Sour Billy se colocó tras él y desenvainó un machete que llevaba oculto a la espalda. Emily abrió desmesuradamente los ojos, temerosa, e intentó retroceder, pero Billy ya la había asido con fuerza y actuaba con rapidez y precisión. La afilada hoja apenas se había hecho visible y ya estaba roja: un sencillo y diestro corte en la muñeca, allí donde Julian había posado sus labios. De la herida empezó a escapar sangre que cayó gota a gota en el suelo, resonando estruendosamente en el silencio de la gran sala.

Por un instante, la muchacha dejó escapar un quejido, pero, antes de que comprendiera bien lo que estaba sucediendo, Sour Billy había enfundado de nuevo el machete y Julian le había tomado la mano otra vez. El hombre alzó por segunda vez el brazo de la muchacha, inclinó los labios sobre la muñeca ensangrentada y comenzó a chupar.

Sour Billy se retiró hacia la puerta. Los demás abandonaron la escalinata y se aproximaron, entre los suaves susurros de las sedas femeninas. Formaron un círculo hambriento en torno a Julian y a su presa, con los ojos oscuros y ardientes. Cuando Emily perdió el conocimiento, Sour Billy se precipitó hacia adelante y la sostuvo entre sus brazos. La muchacha parecía no pesar en absoluto.

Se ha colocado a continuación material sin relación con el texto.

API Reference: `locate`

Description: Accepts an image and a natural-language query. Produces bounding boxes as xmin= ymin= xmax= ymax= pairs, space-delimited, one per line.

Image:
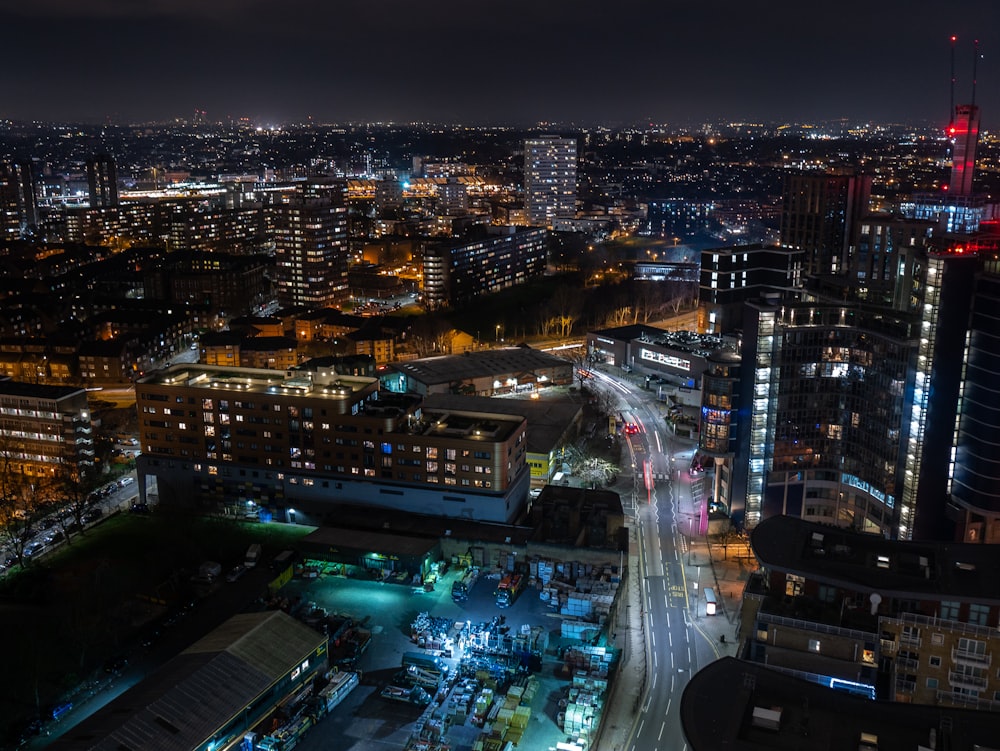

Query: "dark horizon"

xmin=0 ymin=0 xmax=1000 ymax=129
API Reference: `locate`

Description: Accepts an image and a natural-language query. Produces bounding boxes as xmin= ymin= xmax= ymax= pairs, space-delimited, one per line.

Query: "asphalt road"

xmin=584 ymin=373 xmax=718 ymax=751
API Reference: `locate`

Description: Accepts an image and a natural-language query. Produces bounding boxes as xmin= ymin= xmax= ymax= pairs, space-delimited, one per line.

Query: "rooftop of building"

xmin=680 ymin=657 xmax=1000 ymax=751
xmin=750 ymin=516 xmax=1000 ymax=603
xmin=590 ymin=323 xmax=668 ymax=342
xmin=240 ymin=336 xmax=298 ymax=352
xmin=390 ymin=347 xmax=572 ymax=385
xmin=0 ymin=380 xmax=85 ymax=400
xmin=422 ymin=394 xmax=583 ymax=454
xmin=306 ymin=504 xmax=535 ymax=550
xmin=636 ymin=331 xmax=724 ymax=357
xmin=136 ymin=363 xmax=378 ymax=400
xmin=50 ymin=610 xmax=326 ymax=751
xmin=396 ymin=408 xmax=524 ymax=441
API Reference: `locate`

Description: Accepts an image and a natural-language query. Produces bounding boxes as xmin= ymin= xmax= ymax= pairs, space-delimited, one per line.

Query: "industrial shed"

xmin=49 ymin=611 xmax=327 ymax=751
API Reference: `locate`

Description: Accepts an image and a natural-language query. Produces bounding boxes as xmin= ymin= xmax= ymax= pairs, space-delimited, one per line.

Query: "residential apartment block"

xmin=0 ymin=381 xmax=94 ymax=478
xmin=741 ymin=516 xmax=1000 ymax=711
xmin=136 ymin=365 xmax=529 ymax=523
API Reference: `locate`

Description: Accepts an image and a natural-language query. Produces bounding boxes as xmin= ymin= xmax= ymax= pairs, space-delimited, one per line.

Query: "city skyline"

xmin=0 ymin=0 xmax=1000 ymax=130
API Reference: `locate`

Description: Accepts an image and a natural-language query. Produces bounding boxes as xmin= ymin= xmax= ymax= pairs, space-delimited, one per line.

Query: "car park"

xmin=104 ymin=655 xmax=128 ymax=673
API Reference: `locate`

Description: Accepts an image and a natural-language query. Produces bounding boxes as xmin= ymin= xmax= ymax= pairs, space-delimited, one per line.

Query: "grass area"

xmin=0 ymin=511 xmax=312 ymax=738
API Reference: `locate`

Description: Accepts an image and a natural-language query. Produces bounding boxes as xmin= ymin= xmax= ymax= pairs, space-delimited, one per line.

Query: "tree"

xmin=55 ymin=464 xmax=100 ymax=543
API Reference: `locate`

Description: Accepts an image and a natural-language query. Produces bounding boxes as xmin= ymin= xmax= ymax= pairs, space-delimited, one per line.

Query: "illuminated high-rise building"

xmin=949 ymin=251 xmax=1000 ymax=544
xmin=0 ymin=162 xmax=38 ymax=238
xmin=948 ymin=104 xmax=979 ymax=196
xmin=274 ymin=185 xmax=349 ymax=308
xmin=524 ymin=136 xmax=576 ymax=229
xmin=781 ymin=172 xmax=872 ymax=276
xmin=87 ymin=154 xmax=118 ymax=209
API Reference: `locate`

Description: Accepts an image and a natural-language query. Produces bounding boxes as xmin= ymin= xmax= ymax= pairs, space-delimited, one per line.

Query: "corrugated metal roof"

xmin=51 ymin=611 xmax=326 ymax=751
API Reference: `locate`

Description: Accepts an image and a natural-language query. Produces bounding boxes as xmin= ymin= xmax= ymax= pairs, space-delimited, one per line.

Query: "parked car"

xmin=104 ymin=655 xmax=128 ymax=673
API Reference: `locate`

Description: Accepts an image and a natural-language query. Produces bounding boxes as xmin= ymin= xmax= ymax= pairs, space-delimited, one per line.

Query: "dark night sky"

xmin=0 ymin=0 xmax=1000 ymax=128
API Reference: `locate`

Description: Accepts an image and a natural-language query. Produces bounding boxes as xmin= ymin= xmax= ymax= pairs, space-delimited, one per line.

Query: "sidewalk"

xmin=593 ymin=440 xmax=753 ymax=751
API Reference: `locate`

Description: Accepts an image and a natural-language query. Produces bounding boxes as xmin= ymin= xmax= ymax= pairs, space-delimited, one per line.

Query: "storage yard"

xmin=261 ymin=556 xmax=621 ymax=751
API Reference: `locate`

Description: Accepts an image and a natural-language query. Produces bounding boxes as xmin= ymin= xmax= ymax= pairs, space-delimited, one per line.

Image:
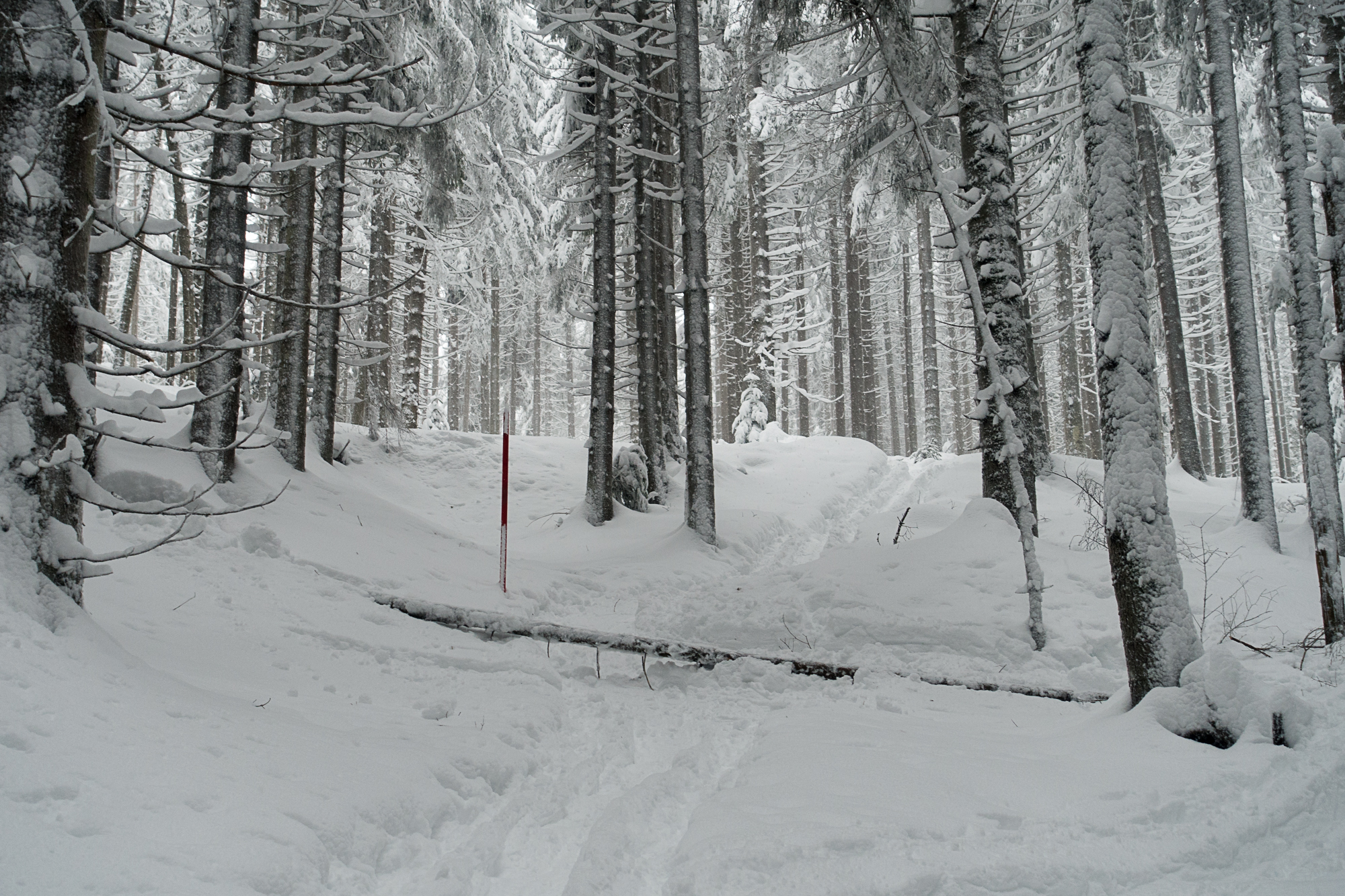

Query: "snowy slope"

xmin=0 ymin=419 xmax=1345 ymax=896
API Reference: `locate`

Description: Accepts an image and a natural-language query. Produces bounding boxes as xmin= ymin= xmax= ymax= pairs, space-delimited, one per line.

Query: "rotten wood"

xmin=371 ymin=594 xmax=1111 ymax=704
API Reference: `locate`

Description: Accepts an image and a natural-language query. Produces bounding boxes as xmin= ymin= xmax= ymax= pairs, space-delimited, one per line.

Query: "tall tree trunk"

xmin=827 ymin=199 xmax=850 ymax=436
xmin=1270 ymin=0 xmax=1345 ymax=645
xmin=0 ymin=0 xmax=106 ymax=604
xmin=359 ymin=195 xmax=390 ymax=441
xmin=581 ymin=13 xmax=617 ymax=526
xmin=276 ymin=87 xmax=316 ymax=470
xmin=746 ymin=54 xmax=779 ymax=421
xmin=1076 ymin=0 xmax=1201 ymax=704
xmin=311 ymin=93 xmax=347 ymax=463
xmin=952 ymin=0 xmax=1044 ymax=514
xmin=121 ymin=165 xmax=155 ymax=350
xmin=1204 ymin=0 xmax=1279 ymax=551
xmin=191 ymin=0 xmax=260 ymax=482
xmin=916 ymin=202 xmax=943 ymax=452
xmin=901 ymin=234 xmax=920 ymax=455
xmin=565 ymin=317 xmax=574 ymax=438
xmin=1131 ymin=73 xmax=1205 ymax=479
xmin=675 ymin=0 xmax=716 ymax=545
xmin=530 ymin=298 xmax=542 ymax=436
xmin=1056 ymin=239 xmax=1088 ymax=456
xmin=402 ymin=227 xmax=425 ymax=429
xmin=632 ymin=17 xmax=668 ymax=505
xmin=794 ymin=210 xmax=812 ymax=436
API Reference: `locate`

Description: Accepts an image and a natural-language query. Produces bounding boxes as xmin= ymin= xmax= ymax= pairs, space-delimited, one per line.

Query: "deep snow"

xmin=0 ymin=414 xmax=1345 ymax=896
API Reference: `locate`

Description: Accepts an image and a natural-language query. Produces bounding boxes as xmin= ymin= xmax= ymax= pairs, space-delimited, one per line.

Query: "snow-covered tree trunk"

xmin=1131 ymin=73 xmax=1205 ymax=479
xmin=401 ymin=219 xmax=425 ymax=429
xmin=276 ymin=99 xmax=317 ymax=470
xmin=827 ymin=200 xmax=850 ymax=436
xmin=675 ymin=0 xmax=716 ymax=545
xmin=581 ymin=12 xmax=617 ymax=526
xmin=794 ymin=208 xmax=812 ymax=436
xmin=359 ymin=195 xmax=390 ymax=438
xmin=191 ymin=0 xmax=260 ymax=482
xmin=841 ymin=183 xmax=877 ymax=444
xmin=1204 ymin=0 xmax=1279 ymax=551
xmin=1056 ymin=239 xmax=1088 ymax=456
xmin=746 ymin=54 xmax=779 ymax=419
xmin=1076 ymin=0 xmax=1202 ymax=702
xmin=309 ymin=93 xmax=348 ymax=463
xmin=631 ymin=15 xmax=668 ymax=505
xmin=121 ymin=167 xmax=155 ymax=363
xmin=1270 ymin=0 xmax=1345 ymax=643
xmin=916 ymin=195 xmax=943 ymax=452
xmin=952 ymin=0 xmax=1041 ymax=514
xmin=901 ymin=234 xmax=920 ymax=455
xmin=0 ymin=0 xmax=106 ymax=603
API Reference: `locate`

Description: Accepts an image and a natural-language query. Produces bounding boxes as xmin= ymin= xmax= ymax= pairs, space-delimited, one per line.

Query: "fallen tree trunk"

xmin=373 ymin=594 xmax=1111 ymax=704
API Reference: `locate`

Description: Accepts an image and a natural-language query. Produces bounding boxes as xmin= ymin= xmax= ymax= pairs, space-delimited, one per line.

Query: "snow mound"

—Que belleza —murmuró Julian cuando por fin se separó de ella, con los labios húmedos de sangre y los ojos pesados y satisfechos. Sonreía.

—Por favor, Damon —suplicó el llamado Jean, temblando como si tuviera un acceso de fiebre.

La sangre corría lenta y oscura por el brazo de Emily mientras Julian le dedicaba a Jean una mirada fría y cargada de maldad.

—Valeria —dijo Julian—, tú eres la siguiente.

Una joven pálida de ojos violetas y vestido amarillo se aproximó, se arrodilló delicadamente y empezó a lamer el terrible líquido; no aplicó la boca a la herida abierta hasta que hubo limpiado por completo el brazo de la desmayada Emily.

Después, a instancias de Julian, se acercaron Raymond, Adrienne y Jorge. Por último, cuando los demás hubieron terminado, Julian se volvió a Jean con una sonrisa y un gesto. Jean cayó sobre la esclava con un suspiro sofocado, arrancándola de los brazos de Sour Billy, y empezó a succionar la garganta.

Damon Julian hizo un gesto de desagrado.

—Cuando haya terminado, límpialo todo —le dijo a Sour Billy.